Grondkowski was a good-looking young man of thirty-three, a Polish Army deserter, who had started his adventurous career gun-running for the Spanish International Brigade, had fought with the Brigade, escaped to France after being taken prisoner in Spain, had fought with the French in World War II, had fought with the Foreign Legion after the fall of France, volunteered for the Polish Army, and thus had come to England. After two years in a Special Sabotage Unit he had deserted and resorted to London’s black market for a more profitable and less gallant livelihood than soldiering. He ran very successful rackets in foreign currency exchange and was not slow to threaten his clients with a revolver if intimidation were necessary to make them come across with currency or jewelry. He was not at all a salubrious character, and it was no surprise to the police that the bloodstained fingerprints Mr. Cherrill discovered on Russian Robert’s steering wheel belonged to Grondkowski.

In Grondkowski’s pocket was a small piece of paper bearing the name and address of a Henryk Malinowski.

The police went to Malinowski’s lodgings and found Russian Robert’s signet ring among Malinowski’s things. He was therefore arrested and taken to the Yard.
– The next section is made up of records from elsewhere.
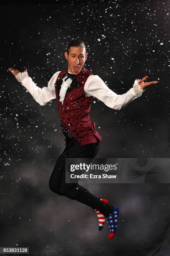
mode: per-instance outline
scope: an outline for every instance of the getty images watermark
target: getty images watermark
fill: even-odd
[[[65,182],[169,183],[169,158],[66,158]]]

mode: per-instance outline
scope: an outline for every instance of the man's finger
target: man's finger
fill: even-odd
[[[17,72],[15,70],[15,69],[12,69],[12,68],[9,68],[8,70],[12,73],[12,74],[14,75],[14,76],[17,75]]]
[[[145,77],[143,77],[143,78],[142,78],[142,79],[141,79],[141,80],[140,80],[140,81],[139,81],[138,82],[138,83],[139,84],[140,84],[140,83],[142,83],[142,82],[143,82],[144,81],[145,81],[145,80],[146,80],[146,79],[147,79],[148,77],[148,76],[145,76]]]

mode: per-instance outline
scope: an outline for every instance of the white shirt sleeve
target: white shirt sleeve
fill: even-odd
[[[36,101],[40,105],[44,106],[48,102],[56,98],[55,83],[60,72],[58,71],[53,74],[48,82],[47,87],[45,86],[41,88],[37,86],[37,84],[30,77],[25,77],[21,82]]]
[[[134,85],[137,84],[138,81],[138,80],[136,79]],[[118,110],[125,108],[132,100],[141,96],[143,92],[140,91],[136,93],[133,87],[126,93],[118,95],[110,89],[98,76],[94,75],[91,75],[88,77],[84,90],[86,96],[92,96],[102,101],[108,107]]]

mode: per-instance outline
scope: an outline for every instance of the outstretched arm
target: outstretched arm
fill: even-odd
[[[85,93],[87,96],[92,96],[100,100],[111,108],[119,110],[141,96],[147,87],[158,82],[144,82],[147,78],[145,76],[141,80],[136,79],[132,88],[125,93],[118,95],[110,89],[98,76],[92,75],[88,77],[85,84]]]
[[[22,73],[17,69],[11,68],[9,68],[8,70],[14,75],[17,80],[26,88],[40,105],[44,106],[48,102],[56,98],[54,84],[60,71],[54,74],[48,82],[47,87],[45,86],[41,89],[37,86],[36,84],[29,77],[27,69]]]

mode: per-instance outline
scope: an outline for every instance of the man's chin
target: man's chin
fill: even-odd
[[[77,75],[78,74],[79,74],[79,73],[80,72],[82,69],[82,67],[80,67],[80,68],[79,68],[78,69],[75,68],[73,67],[72,68],[72,73],[73,74]]]

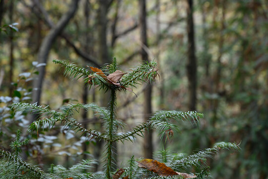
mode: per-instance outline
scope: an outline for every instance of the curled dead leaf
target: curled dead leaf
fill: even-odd
[[[127,73],[123,73],[120,70],[117,70],[115,72],[109,75],[107,78],[112,82],[118,83],[122,76]]]
[[[90,68],[90,69],[91,69],[91,70],[93,72],[97,73],[98,74],[98,75],[100,75],[102,78],[107,78],[106,77],[106,76],[105,75],[105,74],[104,74],[103,72],[101,69],[98,69],[97,68],[93,67],[89,67],[89,68]]]
[[[150,171],[156,173],[160,176],[170,176],[178,175],[170,167],[167,167],[165,164],[152,159],[143,159],[136,161],[138,166],[146,169]]]
[[[124,173],[125,170],[122,168],[120,168],[112,177],[113,179],[119,179],[122,174]]]
[[[191,175],[186,173],[181,173],[179,172],[177,172],[178,175],[180,175],[181,176],[183,177],[184,179],[194,179],[195,178],[197,178],[197,176],[194,174]]]

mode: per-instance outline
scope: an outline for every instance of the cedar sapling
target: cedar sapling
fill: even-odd
[[[89,86],[97,87],[105,91],[109,90],[111,96],[108,107],[99,107],[95,103],[69,104],[63,106],[60,111],[49,109],[48,107],[36,104],[15,103],[13,107],[24,112],[39,114],[39,118],[31,124],[28,131],[30,133],[40,129],[48,130],[52,129],[56,123],[64,124],[68,130],[72,130],[85,135],[89,140],[94,138],[105,142],[105,170],[95,173],[88,172],[91,166],[96,163],[94,160],[82,160],[69,169],[53,164],[48,172],[39,167],[23,161],[19,157],[21,145],[25,145],[27,140],[19,140],[19,132],[17,137],[11,144],[15,153],[7,152],[0,148],[0,179],[2,178],[36,178],[36,179],[178,179],[209,178],[209,171],[205,161],[212,153],[222,149],[238,150],[239,147],[234,143],[216,143],[211,148],[201,151],[190,156],[182,154],[173,154],[169,151],[160,151],[155,160],[145,159],[139,161],[132,156],[128,163],[129,167],[113,169],[114,161],[112,147],[115,142],[124,142],[125,140],[133,141],[137,136],[142,137],[147,129],[154,129],[159,132],[162,137],[166,134],[168,137],[172,137],[173,132],[178,131],[178,126],[172,123],[182,120],[198,124],[201,113],[196,111],[183,112],[174,110],[160,111],[155,113],[147,122],[144,122],[132,129],[131,131],[118,133],[118,129],[125,130],[125,124],[116,118],[117,92],[134,92],[132,89],[142,83],[151,83],[158,76],[156,63],[154,61],[139,64],[130,72],[124,73],[119,70],[117,61],[113,59],[111,64],[105,66],[101,69],[89,67],[91,70],[67,61],[53,60],[55,64],[65,68],[65,75],[68,75],[78,79],[83,77],[84,83]],[[79,109],[92,110],[103,120],[103,132],[102,133],[91,129],[85,128],[74,118],[75,112]],[[194,167],[195,174],[180,173]],[[145,169],[144,169],[145,168]]]

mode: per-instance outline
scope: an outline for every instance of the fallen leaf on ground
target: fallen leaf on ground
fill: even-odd
[[[146,169],[150,171],[156,173],[160,176],[170,176],[178,175],[170,167],[167,167],[165,164],[152,159],[143,159],[139,161],[138,166]]]

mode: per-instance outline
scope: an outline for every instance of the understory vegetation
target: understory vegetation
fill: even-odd
[[[182,121],[198,126],[203,114],[194,111],[161,110],[154,113],[146,122],[139,124],[130,131],[126,131],[126,124],[116,117],[117,93],[132,92],[135,95],[132,90],[138,85],[153,83],[158,77],[157,64],[154,61],[139,64],[127,73],[120,70],[115,58],[111,64],[106,64],[101,69],[90,67],[91,70],[67,61],[55,60],[53,62],[65,68],[66,76],[76,79],[83,78],[84,83],[90,88],[97,88],[109,93],[108,107],[99,106],[94,103],[76,103],[64,105],[59,110],[54,110],[49,106],[36,103],[13,102],[10,106],[13,112],[35,114],[38,119],[29,125],[25,139],[21,139],[20,131],[17,131],[15,139],[10,144],[11,152],[0,148],[1,179],[210,178],[209,167],[206,162],[207,158],[222,149],[236,151],[239,149],[235,143],[219,142],[211,148],[198,150],[190,155],[164,149],[155,153],[153,159],[136,159],[133,156],[129,159],[128,166],[115,167],[113,163],[116,154],[114,153],[114,144],[125,141],[134,142],[136,138],[143,137],[148,129],[157,131],[159,137],[165,140],[165,138],[170,138],[178,135],[179,125]],[[92,110],[95,116],[101,119],[101,130],[85,128],[75,119],[75,113],[82,109]],[[38,139],[39,136],[51,132],[55,126],[59,127],[59,125],[63,125],[63,128],[67,131],[75,131],[81,138],[83,137],[85,141],[93,139],[103,141],[105,143],[105,170],[93,172],[93,166],[98,164],[93,158],[83,160],[68,168],[51,164],[49,167],[46,167],[47,170],[22,159],[21,148],[27,146],[32,136]]]

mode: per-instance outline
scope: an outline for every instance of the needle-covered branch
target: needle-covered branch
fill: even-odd
[[[122,85],[127,87],[135,87],[137,84],[142,82],[154,81],[158,69],[154,61],[148,62],[146,64],[139,64],[137,67],[132,69],[132,71],[126,74],[121,81]]]
[[[165,131],[168,131],[173,133],[173,131],[178,131],[178,126],[171,123],[172,120],[180,122],[181,120],[190,120],[192,119],[191,122],[193,121],[195,124],[198,125],[199,119],[202,116],[202,114],[196,111],[160,111],[156,112],[150,118],[149,124],[152,128],[159,131],[161,137],[163,137]]]
[[[37,105],[36,104],[17,102],[13,104],[12,106],[15,107],[17,110],[42,114],[39,120],[33,122],[30,125],[28,128],[29,132],[33,132],[34,130],[36,130],[38,132],[40,126],[42,126],[44,130],[45,126],[45,124],[46,125],[46,127],[48,127],[48,129],[50,129],[54,126],[56,122],[61,121],[61,122],[65,122],[66,127],[68,127],[69,130],[74,129],[83,133],[85,133],[89,137],[92,136],[93,138],[96,139],[107,140],[107,138],[101,135],[100,132],[92,130],[91,129],[85,129],[81,126],[81,124],[76,122],[76,120],[69,118],[69,117],[72,115],[72,113],[70,112],[76,107],[83,106],[83,104],[70,104],[68,106],[66,106],[65,107],[63,108],[63,112],[50,110],[47,107],[47,106],[43,107],[42,106]],[[92,108],[94,108],[94,107],[98,108],[97,106],[94,104],[84,105],[83,107],[86,108],[92,107]],[[105,111],[104,109],[102,108],[99,108],[99,109]],[[42,117],[44,116],[47,116],[47,117],[41,119]]]
[[[9,152],[5,151],[2,149],[0,149],[0,156],[3,158],[2,160],[8,161],[9,163],[18,164],[18,167],[23,166],[27,170],[33,172],[36,176],[41,175],[43,173],[43,171],[39,168],[23,161],[21,159],[17,157],[16,155],[11,154]]]
[[[170,164],[171,167],[179,169],[191,166],[199,166],[205,163],[206,158],[211,157],[211,155],[217,153],[222,149],[239,150],[239,145],[235,143],[219,142],[214,145],[212,148],[201,151],[196,154],[183,158],[180,160],[174,160]]]

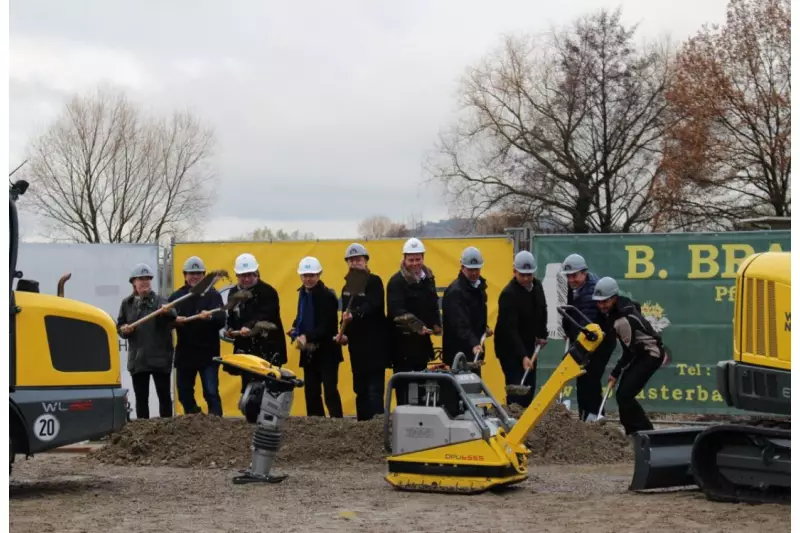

Malinowski was also a Polish Army deserter, aged twenty-five. He had fought in the defense of Warsaw in 1939, had been taken prisoner by the Germans and put in a concentration camp, had escaped, joined the Foreign Legion, had come to England and enlisted in the Polish Armored Division, and had deserted from the division in May 1944. He had been caught and sent to the international military prison, from which, nothing daunted, he had escaped. He had then come to London, where he started working foreign currency rackets. Both he and Grondkowski had finally joined forces with Russian Robert, thirty-nine years old, Caucasian born; an international crook with convictions in Paris, Berlin, Vienna, Istanbul, Potsdam, London. Yes, Russian Robert had been around. He had, however, reached the stage where getting around was difficult, since he had been permanently banished from France, Germany, Austria, Czechoslovakia, and South America. So he had settled down—for the time being, at any rate—in London, where he led a lucrative existence as a fence and a black marketeer in currency.